Set `store.coords` to an `(n_samples, 2)` array of spatial coordinates to activate spatial cross-validation. All parameters below are ignored when `coords` is `None`.

| Parameter | Default | Description |
|-----------|---------|-------------|
| `spatial_cv_method` | `"block"` | `"block"` (quantile-grid) or `"spcv"` (AHC + cluster ensemble) |
| `spatial_cv_metric` | `"euclidean"` | `"euclidean"` or `"haversine"` (expects lat/lon in degrees) |
| `n_blocks_per_fold` | `5` | Blocks per test fold for the block splitter |
| `ahc_threshold` | `None` | AHC distance threshold for `spcv`; auto-set to 10th percentile of pairwise distances when `None` |
| `exact_max_samples` | `5000` | n ≤ this → exact scipy AHC; n > → approximate sklearn AHC with k-NN graph |
| `knn_neighbors` | `15` | k for the k-NN connectivity graph in approximate AHC |
| `pca_components` | `0.95` | Variance retained by PCA on block covariates in `spcv` stage 2 |

## Supported models

**Classifiers** — LogisticRegression, GaussianNB, KNeighborsClassifier, RandomForestClassifier, GradientBoostingClassifier, HistGradientBoostingClassifier, SVC, ExtraTreesClassifier, BaggingClassifier, AdaBoostClassifier, LGBMClassifier\*, CatBoostClassifier\*, XGBClassifier\*

**Regressors** — PoissonRegressor, KNeighborsRegressor, RandomForestRegressor, GradientBoostingRegressor, HistGradientBoostingRegressor, SVR, ExtraTreesRegressor, BaggingRegressor, AdaBoostRegressor, LGBMRegressor\*, CatBoostRegressor\*, XGBRegressor\*

\* Registered only when the package is installed. Custom models can be injected by passing a `models` list directly to `H2MLPipeline`.

## `PipelineResult`

```python
result.summary()                  # combined agg DataFrame across all completed stages
result.summary("AUC_Test_Mean")   # sorted by metric
result.completed_steps            # e.g. [1, 2, 3, 4]
result.best_model_name            # winning model
result.best_stage                 # "default" | "reduced" | "optimized"
result.best_feature_stage         # "default" | "reduced" — feature store used by build_final_model()
result.y_transform                # winning y-transform (regression only)
result.cv_type                    # "spatial" | "random" — set from store.coords
result.cv_warnings                # list of warning strings for models with failed folds
result.step1_agg_df               # per-model mean/std metrics from step 1
result.features_reduced           # PipelineData after feature selection
result.selector.importance_summary()  # SHAP importances as a DataFrame
result.oof_predictions            # assembled OOF predictions (None if step 1 only)
result.oof_labels                 # true labels paired with oof_predictions
result.best_cv_result             # CVResult for the final winning model
```

> **Note:** `result.splitter` is not persisted. It will be `None` after `PipelineResult.load()`.

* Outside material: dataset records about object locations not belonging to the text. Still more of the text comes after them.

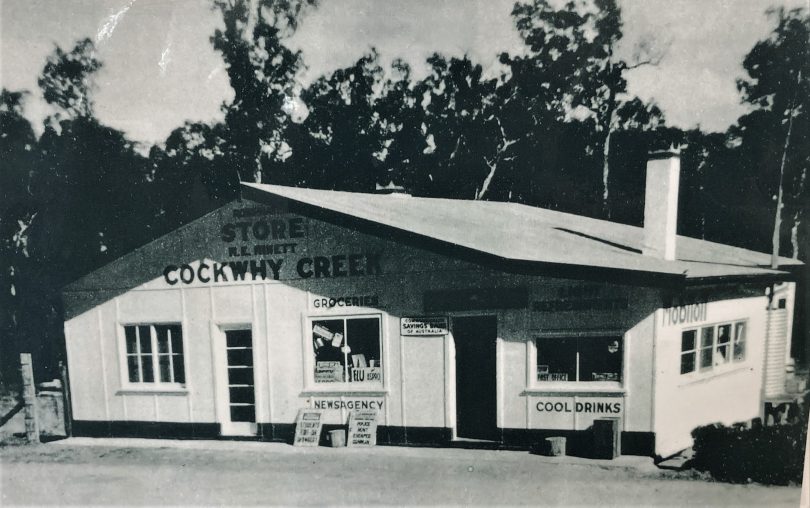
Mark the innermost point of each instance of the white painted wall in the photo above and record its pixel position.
(419, 386)
(726, 394)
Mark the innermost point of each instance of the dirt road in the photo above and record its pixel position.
(141, 472)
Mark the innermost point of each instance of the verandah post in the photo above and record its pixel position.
(29, 395)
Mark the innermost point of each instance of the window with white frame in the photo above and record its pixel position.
(154, 353)
(346, 349)
(708, 347)
(579, 359)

### Exporting the final model

```python
from h2ml.pipeline.final_model import FinalModel

final = result.build_final_model()   # fits on full training set
final.predict(X_new)
final.predict_proba(X_new)           # classification only

final.save("models/final.pkl")
final = FinalModel.load("models/final.pkl")
```

`FinalModel.predict()` accepts a DataFrame (columns aligned by name) or a numpy array (must match `feature_names` order).

### Conformal prediction intervals

`build_final_model()` automatically calibrates a conformal predictor from the out-of-fold CV predictions — no held-out data required.

```python
final = result.build_final_model()

# Regression — 90% prediction interval for each sample
lower, upper = final.predict_interval(X_new, alpha=0.10)

# Classification — prediction set for each sample
sets = final.predict_set(X_new, alpha=0.10)
# sets[i] == [1]    → confident prediction of class 1
# sets[i] == [0]    → confident prediction of class 0
# sets[i] == [0, 1] → uncertain; true label could be either
```

Both methods work on any input — held-out test samples, a prediction grid, spatial rasters, etc. The `alpha` parameter controls the miscoverage level: `alpha=0.10` targets ≥ 90% coverage.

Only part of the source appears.